Sunday, March 16, 2014


The Northeast Collegiate Cyber Defense Competition is a competition designed to test students in the IT and Cyber Security fields. The competition consists of a team of 8 from each College that passed the qualifier round. Teams are given a fresh network in which they must run, secure, and actively defend from hackers (Red Team) over the course of three days. First place is able to move on to the national level of the competition known as CCDC which can be read about more on their home page -

This year NECCDC was held at the University Of New Hampshire and I was fortunate enough to be the first ever freshmen to represent Champlain College. Going into the competition I had no idea what to expect. Despite practice and preparing with my team for months nothing could have prepared me for what the actual competition would have in store. I was chosen to manage our network's client computers and was tasked with securing each device. The clients for NECCDC 2014 included a Kali Linux box, ubuntu, Windows 7. and Windows 8.1. While most of my time was spent on helping enumerate possible threats and vulnerabilities from the Kali system, I was rarely standing still.

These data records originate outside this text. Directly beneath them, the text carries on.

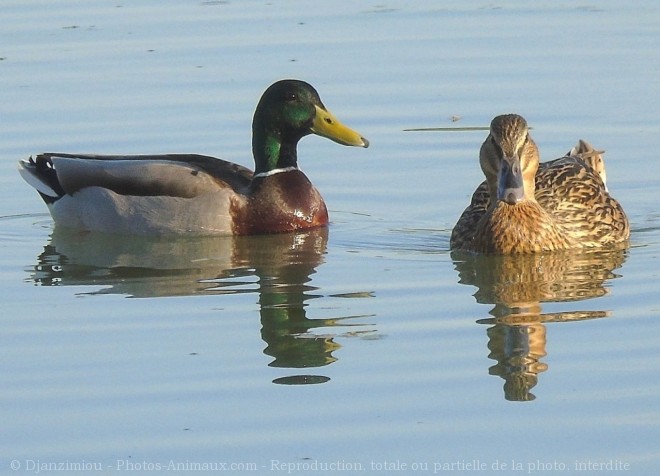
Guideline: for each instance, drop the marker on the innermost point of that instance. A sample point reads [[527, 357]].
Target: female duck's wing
[[575, 194], [176, 175], [463, 232]]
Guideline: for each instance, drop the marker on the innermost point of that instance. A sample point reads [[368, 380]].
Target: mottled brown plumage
[[527, 207]]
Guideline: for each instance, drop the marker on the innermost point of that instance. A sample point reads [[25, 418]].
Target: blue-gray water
[[358, 348]]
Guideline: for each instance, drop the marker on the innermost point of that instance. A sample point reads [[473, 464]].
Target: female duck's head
[[509, 158]]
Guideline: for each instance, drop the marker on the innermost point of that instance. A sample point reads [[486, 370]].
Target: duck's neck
[[272, 152]]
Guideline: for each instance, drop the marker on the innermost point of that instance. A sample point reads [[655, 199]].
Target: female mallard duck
[[196, 194], [562, 204]]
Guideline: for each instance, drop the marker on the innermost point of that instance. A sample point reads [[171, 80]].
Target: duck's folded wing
[[176, 175]]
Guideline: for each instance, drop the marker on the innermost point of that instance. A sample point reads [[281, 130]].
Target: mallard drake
[[558, 205], [197, 194]]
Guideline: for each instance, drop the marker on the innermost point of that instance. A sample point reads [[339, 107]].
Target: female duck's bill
[[195, 194], [526, 207]]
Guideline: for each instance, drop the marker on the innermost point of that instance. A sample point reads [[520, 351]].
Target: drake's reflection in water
[[517, 285], [278, 268]]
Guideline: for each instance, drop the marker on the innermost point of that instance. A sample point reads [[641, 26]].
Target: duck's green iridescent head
[[288, 111]]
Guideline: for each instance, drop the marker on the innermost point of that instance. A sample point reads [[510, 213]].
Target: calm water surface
[[368, 347]]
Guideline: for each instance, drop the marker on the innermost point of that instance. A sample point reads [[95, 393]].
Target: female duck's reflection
[[277, 267], [517, 285]]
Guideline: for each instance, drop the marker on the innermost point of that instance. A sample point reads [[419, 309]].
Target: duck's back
[[574, 195]]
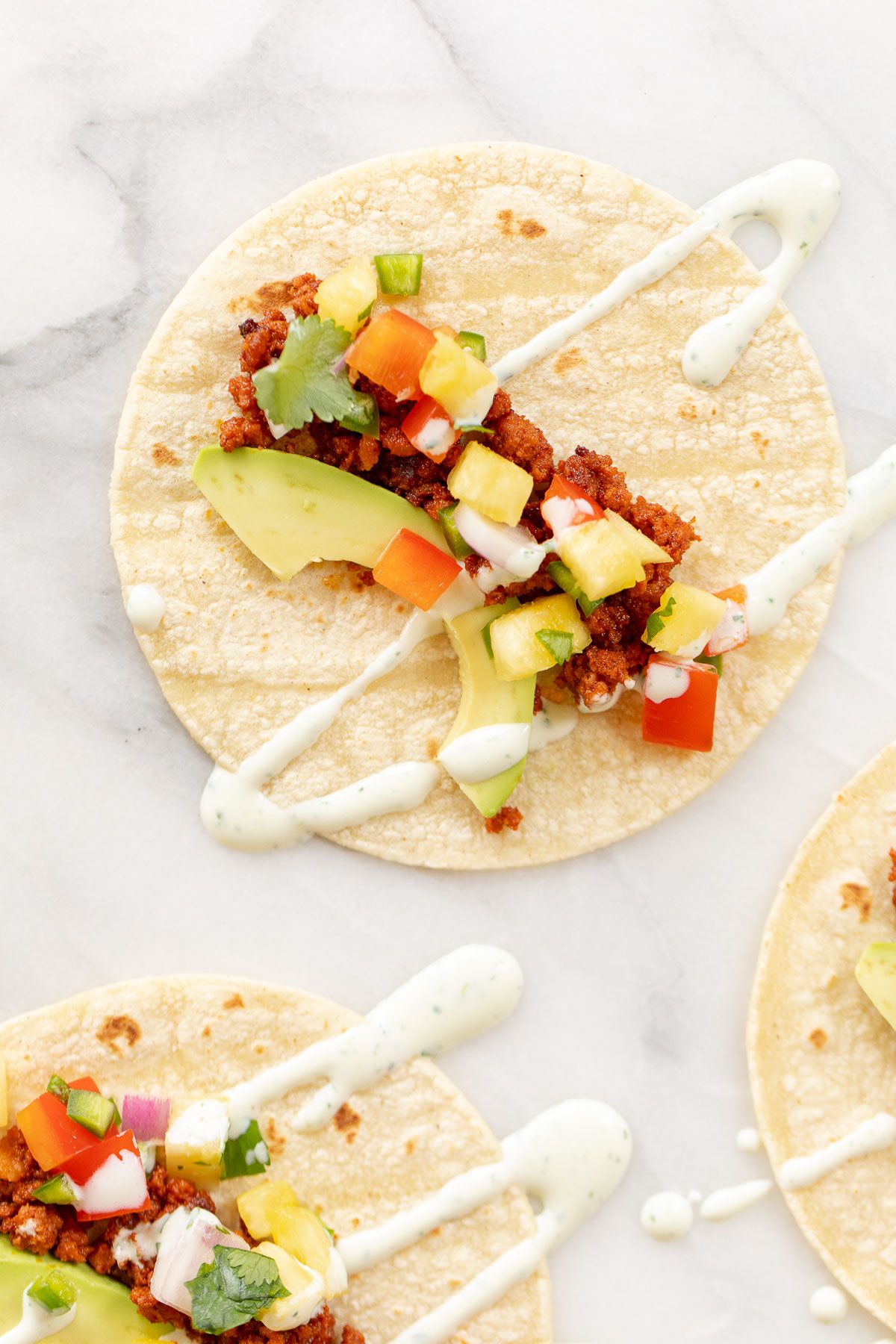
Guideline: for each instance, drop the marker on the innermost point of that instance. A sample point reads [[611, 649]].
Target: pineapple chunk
[[458, 381], [647, 550], [305, 1290], [257, 1204], [300, 1231], [489, 484], [684, 621], [602, 557], [195, 1142], [347, 296], [514, 638]]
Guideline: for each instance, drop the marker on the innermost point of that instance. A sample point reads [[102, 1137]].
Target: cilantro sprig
[[233, 1289], [657, 620], [302, 382], [246, 1155], [558, 643]]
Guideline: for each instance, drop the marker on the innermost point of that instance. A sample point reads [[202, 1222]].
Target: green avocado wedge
[[485, 700], [290, 510], [876, 974], [105, 1313]]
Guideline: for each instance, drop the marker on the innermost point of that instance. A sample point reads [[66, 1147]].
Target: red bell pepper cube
[[430, 429], [390, 351], [578, 505], [415, 569], [54, 1139], [673, 717]]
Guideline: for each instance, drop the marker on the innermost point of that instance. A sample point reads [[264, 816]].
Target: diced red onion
[[147, 1116], [187, 1241], [509, 547]]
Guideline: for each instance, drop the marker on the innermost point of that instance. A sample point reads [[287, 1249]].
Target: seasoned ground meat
[[617, 652], [509, 818], [265, 342], [302, 293], [46, 1229]]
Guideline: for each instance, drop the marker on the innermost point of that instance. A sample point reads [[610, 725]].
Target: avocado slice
[[876, 974], [289, 510], [105, 1310], [485, 700]]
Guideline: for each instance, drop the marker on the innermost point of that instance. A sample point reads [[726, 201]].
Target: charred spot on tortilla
[[856, 895], [521, 228], [347, 1121], [568, 359], [163, 456], [274, 293], [117, 1028]]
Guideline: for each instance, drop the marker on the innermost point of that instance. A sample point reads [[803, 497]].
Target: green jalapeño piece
[[93, 1112], [460, 550], [399, 273], [472, 342], [58, 1189], [364, 418], [60, 1088], [54, 1290]]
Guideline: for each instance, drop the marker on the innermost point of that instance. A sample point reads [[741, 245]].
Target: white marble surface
[[136, 137]]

A constant flow of injects and chaos kept me moving about from system to system in a joint team effort to mitigate incoming attacks from red team. Coming into our network, each box was backdoored from the start with various scripts connection out on arbitrary ports as well as internal cron jobs and tasks that performed....dirty.... actions. One such script discovered would dig out passwords and export them to a Red Team Server.

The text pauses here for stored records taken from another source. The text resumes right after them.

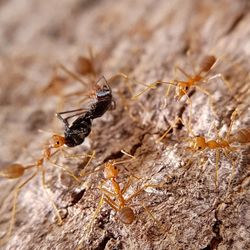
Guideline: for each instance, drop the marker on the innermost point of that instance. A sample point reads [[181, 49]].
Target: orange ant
[[200, 143], [115, 198], [16, 170], [182, 87], [241, 136]]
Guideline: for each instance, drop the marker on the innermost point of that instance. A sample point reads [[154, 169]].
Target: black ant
[[81, 127]]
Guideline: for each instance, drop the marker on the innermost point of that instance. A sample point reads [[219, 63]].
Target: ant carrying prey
[[81, 127]]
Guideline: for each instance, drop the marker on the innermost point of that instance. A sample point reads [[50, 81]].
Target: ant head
[[104, 91], [181, 89], [84, 66], [57, 141], [126, 215], [110, 170], [12, 171], [199, 143]]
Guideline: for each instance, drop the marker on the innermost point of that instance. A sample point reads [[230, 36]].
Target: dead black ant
[[81, 127]]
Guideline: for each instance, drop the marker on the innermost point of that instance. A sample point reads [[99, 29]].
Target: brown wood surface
[[144, 39]]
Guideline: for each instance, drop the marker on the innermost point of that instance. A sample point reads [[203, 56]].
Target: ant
[[16, 170], [200, 143], [241, 136], [81, 127], [194, 80], [115, 198]]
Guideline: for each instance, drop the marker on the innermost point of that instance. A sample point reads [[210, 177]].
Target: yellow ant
[[200, 143], [194, 80], [16, 170], [115, 197]]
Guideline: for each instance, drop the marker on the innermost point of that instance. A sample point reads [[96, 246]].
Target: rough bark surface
[[144, 39]]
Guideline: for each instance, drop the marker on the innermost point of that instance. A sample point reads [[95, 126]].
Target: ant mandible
[[81, 127]]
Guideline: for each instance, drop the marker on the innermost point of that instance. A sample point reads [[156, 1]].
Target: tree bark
[[146, 40]]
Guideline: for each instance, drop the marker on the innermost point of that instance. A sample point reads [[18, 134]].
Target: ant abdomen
[[12, 171], [84, 66], [207, 63], [241, 136], [126, 215]]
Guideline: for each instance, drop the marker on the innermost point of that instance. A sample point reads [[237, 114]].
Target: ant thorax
[[77, 132]]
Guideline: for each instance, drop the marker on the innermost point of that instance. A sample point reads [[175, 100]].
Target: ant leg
[[210, 98], [143, 189], [191, 61], [153, 217], [217, 152], [232, 119], [65, 120], [110, 202], [70, 173], [233, 162], [177, 119], [177, 67], [120, 74], [13, 213], [148, 87], [49, 197], [190, 112], [67, 155], [71, 74]]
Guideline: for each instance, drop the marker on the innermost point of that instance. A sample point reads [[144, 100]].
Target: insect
[[241, 136], [115, 198], [200, 143], [16, 171], [76, 133], [183, 87]]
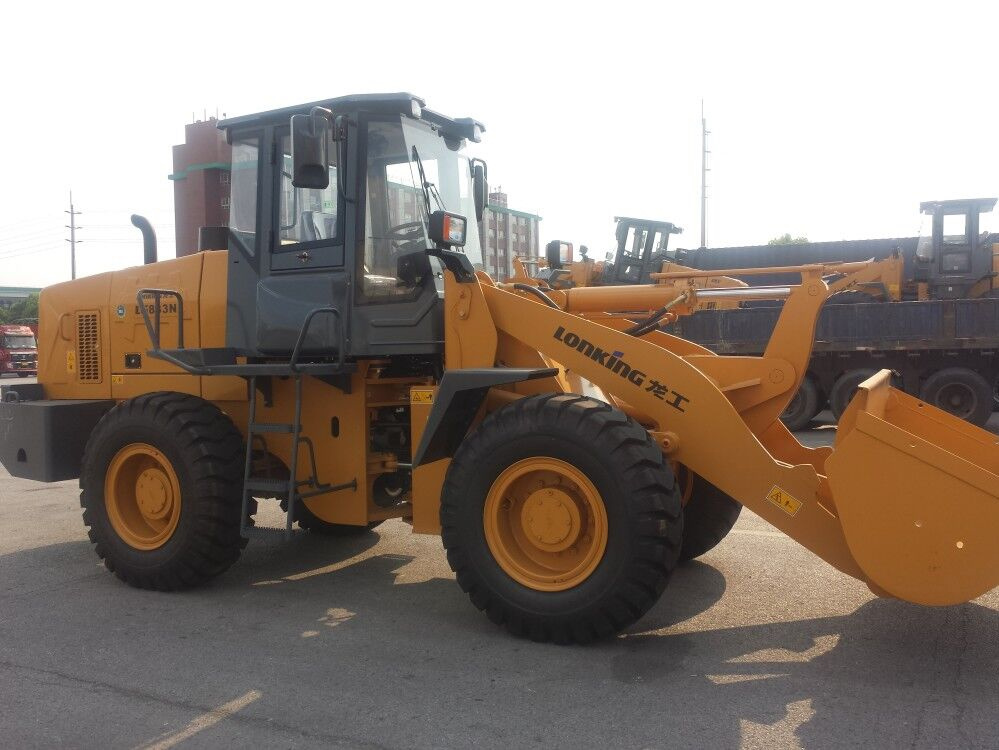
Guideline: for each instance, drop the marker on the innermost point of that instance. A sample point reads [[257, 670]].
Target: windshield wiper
[[428, 188]]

By day 3 our team was not only stressed and sleep-deprived, but also wary of what to expect. To our surprise we found ourselves in first place at the beginning of day 3. After the final grueling hours of trying to scrape as many points as we could it was "hands off keyboards" and time for red team debriefing. Each team was fortunate enough to get to have our "hackers" from red team come into our room and thoroughly explain what they had done. This was an amazing learning experience in that it is not often systems administrators have the privilege of having their hackers explain exactly what they did and how they did it. 

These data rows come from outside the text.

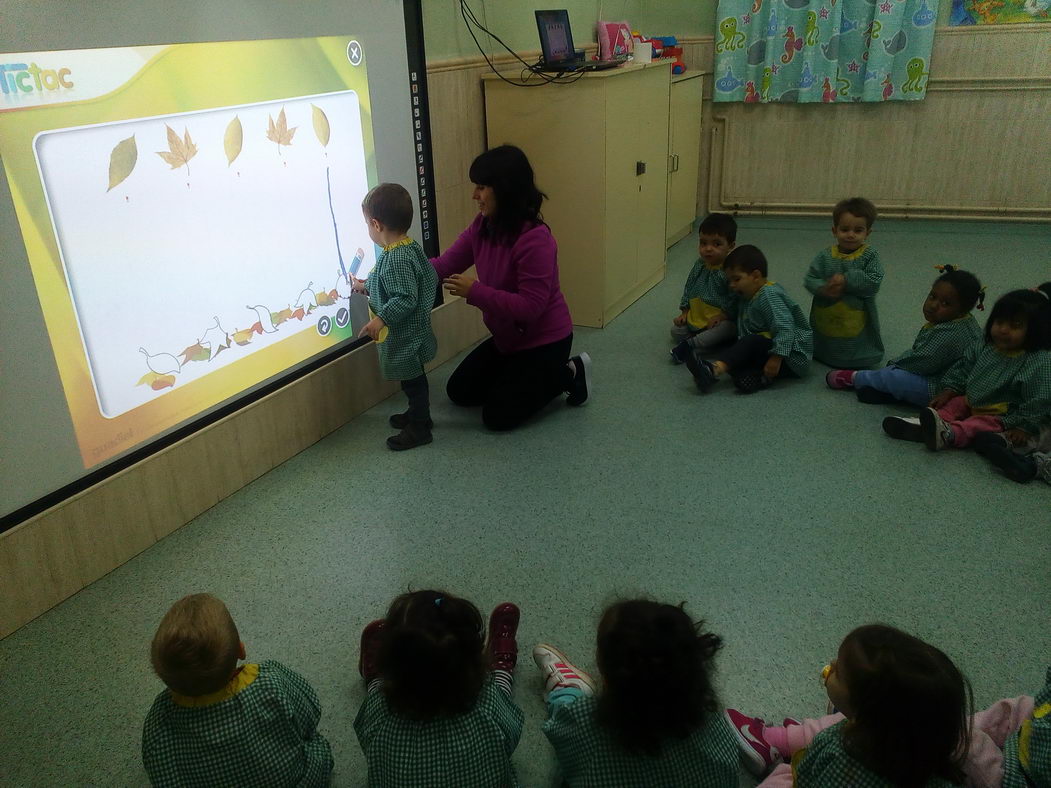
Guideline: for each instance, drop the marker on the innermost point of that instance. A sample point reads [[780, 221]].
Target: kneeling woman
[[526, 363]]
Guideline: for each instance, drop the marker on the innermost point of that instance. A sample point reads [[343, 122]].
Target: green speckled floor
[[784, 518]]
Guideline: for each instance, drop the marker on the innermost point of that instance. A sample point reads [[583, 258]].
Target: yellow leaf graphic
[[233, 140], [321, 125], [180, 151], [122, 161], [280, 132]]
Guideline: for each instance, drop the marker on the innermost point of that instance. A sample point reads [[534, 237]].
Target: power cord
[[529, 69]]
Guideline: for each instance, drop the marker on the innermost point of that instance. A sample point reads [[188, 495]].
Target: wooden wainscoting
[[56, 554]]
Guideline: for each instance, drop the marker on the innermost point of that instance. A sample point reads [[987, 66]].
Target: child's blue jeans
[[905, 386]]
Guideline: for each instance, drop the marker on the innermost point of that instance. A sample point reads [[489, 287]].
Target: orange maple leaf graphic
[[280, 132], [180, 151]]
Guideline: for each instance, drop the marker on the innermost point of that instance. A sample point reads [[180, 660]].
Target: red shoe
[[371, 639], [759, 757], [502, 641]]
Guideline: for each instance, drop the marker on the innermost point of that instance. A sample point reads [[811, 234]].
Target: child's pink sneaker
[[759, 757], [840, 379]]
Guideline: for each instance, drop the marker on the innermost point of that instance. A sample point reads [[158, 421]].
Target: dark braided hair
[[966, 284], [886, 670], [657, 665], [508, 171], [431, 655], [1031, 307]]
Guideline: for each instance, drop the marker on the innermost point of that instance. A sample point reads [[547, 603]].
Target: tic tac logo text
[[17, 78]]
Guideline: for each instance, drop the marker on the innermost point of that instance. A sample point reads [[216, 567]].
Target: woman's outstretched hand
[[459, 285]]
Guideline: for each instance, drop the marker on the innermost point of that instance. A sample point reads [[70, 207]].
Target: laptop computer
[[556, 43]]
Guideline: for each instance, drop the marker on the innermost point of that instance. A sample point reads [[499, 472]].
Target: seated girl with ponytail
[[949, 331], [657, 721], [438, 709]]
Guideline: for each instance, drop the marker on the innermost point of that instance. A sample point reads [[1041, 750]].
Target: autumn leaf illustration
[[122, 161], [322, 127], [156, 381], [232, 140], [196, 353], [180, 151], [280, 132]]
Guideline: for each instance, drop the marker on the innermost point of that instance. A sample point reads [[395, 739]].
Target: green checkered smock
[[471, 750], [589, 755], [1014, 387], [846, 330], [705, 293], [1027, 752], [259, 730], [773, 313], [402, 289], [938, 347], [825, 764]]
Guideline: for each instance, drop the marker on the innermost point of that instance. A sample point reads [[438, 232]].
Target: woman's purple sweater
[[517, 288]]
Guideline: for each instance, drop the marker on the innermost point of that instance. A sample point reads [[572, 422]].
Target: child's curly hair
[[431, 655], [657, 665]]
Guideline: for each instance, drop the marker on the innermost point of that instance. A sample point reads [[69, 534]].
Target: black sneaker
[[580, 389], [410, 437], [400, 420], [868, 395], [750, 380], [1019, 468], [903, 429], [681, 352], [989, 441], [702, 371]]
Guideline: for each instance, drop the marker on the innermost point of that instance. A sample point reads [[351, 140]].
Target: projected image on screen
[[191, 216], [212, 235]]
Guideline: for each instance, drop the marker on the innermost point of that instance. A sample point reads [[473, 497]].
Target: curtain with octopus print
[[823, 50]]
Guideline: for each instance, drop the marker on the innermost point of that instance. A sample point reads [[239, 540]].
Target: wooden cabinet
[[599, 149], [684, 147]]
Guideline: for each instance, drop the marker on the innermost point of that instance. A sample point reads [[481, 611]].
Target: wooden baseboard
[[54, 555]]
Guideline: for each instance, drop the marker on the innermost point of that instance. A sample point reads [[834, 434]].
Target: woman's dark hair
[[887, 674], [657, 666], [966, 285], [745, 258], [431, 655], [1033, 308], [508, 171]]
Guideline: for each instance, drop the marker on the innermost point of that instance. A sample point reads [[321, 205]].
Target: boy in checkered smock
[[657, 721], [774, 337], [706, 309], [844, 281], [438, 711], [402, 290], [218, 724], [904, 721], [1000, 386], [949, 332]]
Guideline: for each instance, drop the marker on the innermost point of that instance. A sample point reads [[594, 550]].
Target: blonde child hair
[[197, 646]]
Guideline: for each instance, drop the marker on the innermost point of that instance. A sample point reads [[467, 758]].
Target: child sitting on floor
[[914, 376], [903, 723], [774, 337], [1002, 385], [438, 709], [705, 318], [844, 280], [656, 721], [220, 724], [1008, 743]]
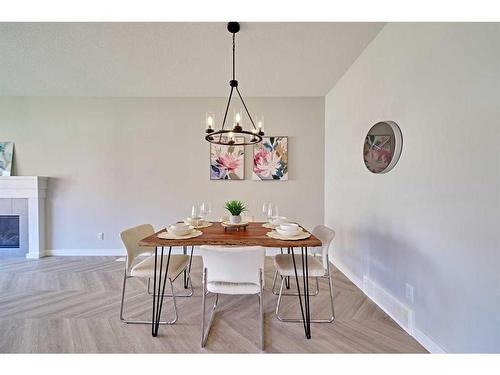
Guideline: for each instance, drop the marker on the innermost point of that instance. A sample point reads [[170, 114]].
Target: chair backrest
[[131, 238], [326, 236], [233, 264]]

At the end of the competition Champlain College was able to walk away in second place with RIT in first. Despite winning first place this was a huge accomplishment. Never did I expect to place so well on my first time competing in the competition, especially at my young grade level and age (18 years old). My first NECCDC competition will probably be one of the most memorable experiences of my life and I cannot wait to return next year to take on Red Team once again.